En el contexto de esta transición, el estado enfrenta serias complicaciones relacionadas con la infraestructura de salud. Muchos hospitales carecen de los insumos básicos, y la falta de personal capacitado acentúa la crisis. Además, el incremento en la demanda de servicios médicos, especialmente a raíz de la pandemia de COVID-19, ha complicado aún más la situación; el sistema debe adaptarse a una mayor carga en condiciones donde ya imperfectas.

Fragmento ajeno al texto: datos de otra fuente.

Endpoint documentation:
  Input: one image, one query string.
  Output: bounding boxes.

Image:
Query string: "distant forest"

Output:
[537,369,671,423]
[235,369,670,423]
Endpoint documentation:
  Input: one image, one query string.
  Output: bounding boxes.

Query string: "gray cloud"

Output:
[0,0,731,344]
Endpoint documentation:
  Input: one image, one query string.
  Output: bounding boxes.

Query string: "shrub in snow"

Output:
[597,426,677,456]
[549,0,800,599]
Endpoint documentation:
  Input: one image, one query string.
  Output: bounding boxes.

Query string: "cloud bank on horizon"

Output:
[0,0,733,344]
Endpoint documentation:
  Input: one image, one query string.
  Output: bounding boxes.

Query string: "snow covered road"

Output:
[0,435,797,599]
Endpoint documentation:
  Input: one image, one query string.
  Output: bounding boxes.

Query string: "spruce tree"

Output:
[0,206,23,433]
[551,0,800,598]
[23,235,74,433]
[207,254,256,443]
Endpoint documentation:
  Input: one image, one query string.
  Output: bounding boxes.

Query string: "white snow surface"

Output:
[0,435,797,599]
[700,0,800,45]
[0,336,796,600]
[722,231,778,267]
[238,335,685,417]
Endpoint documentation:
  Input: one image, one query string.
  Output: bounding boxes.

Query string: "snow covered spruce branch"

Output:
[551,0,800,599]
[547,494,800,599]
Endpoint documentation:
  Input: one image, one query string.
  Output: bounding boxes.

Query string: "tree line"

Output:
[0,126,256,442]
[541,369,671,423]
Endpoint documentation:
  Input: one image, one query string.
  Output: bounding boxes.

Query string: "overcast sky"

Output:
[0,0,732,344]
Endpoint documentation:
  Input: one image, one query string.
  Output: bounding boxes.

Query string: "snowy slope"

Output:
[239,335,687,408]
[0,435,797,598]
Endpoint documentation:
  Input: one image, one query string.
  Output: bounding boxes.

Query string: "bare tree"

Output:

Uno de los principales problemas radica en la descoordinación entre diferentes niveles de atención. A menudo, los pacientes se ven obligados a navegar en un laberinto burocrático para acceder a tratamientos básicos, lo que puede resultar en tiempos de espera prolongados y complicaciones en las condiciones de salud. La atención preventiva, un componente esencial para lograr una mejor salud comunitaria, se encuentra descuidada, poniendo en riesgo a poblaciones vulnerables.
Del mismo modo, la implementación de políticas que prioricen la salud mental es muy necesaria, especialmente en un estado donde los índices de violencia y pobreza son altos. Las situaciones de estrés continuo se ven reflejadas en la salud emocional de los habitantes, quienes a menudo no cuentan con el apoyo adecuado.
Por otro lado, la comunidad ha mostrado una resiliencia admirable ante la adversidad. Organizaciones locales e iniciativas ciudadanas han comenzado a surgir, abordando directamente algunas de las carencias del sistema. Estas acciones son un claro ejemplo de cómo la participación comunitaria puede ser un pilar fundamental en la búsqueda de soluciones a mediano y largo plazo.
A medida que Oaxaca avanza en su transformación hacia el IMSS-Bienestar, la necesidad de establecer un enfoque integral que combine recursos, infraestructura, y un énfasis renovado en la atención primaria y preventiva es urgente. La colaboración entre las autoridades de salud, organizaciones no gubernamentales y la comunidad es esencial para lograr un sistema más sólido y efectivo.
Del mismo modo, es importante no perder de vista las enseñanzas que ofrece esta crisis. Permite identificar áreas de mejora que, una vez abordadas, pueden fortalecer la salud pública y garantizar que los servicios médicos sean accesibles para todos. La cohesión social y la voluntad política son claves para asegurar que Oaxaca no solo supere esta crisis, sino que empiece a construir un futuro de bienestar y salud para todos sus habitantes.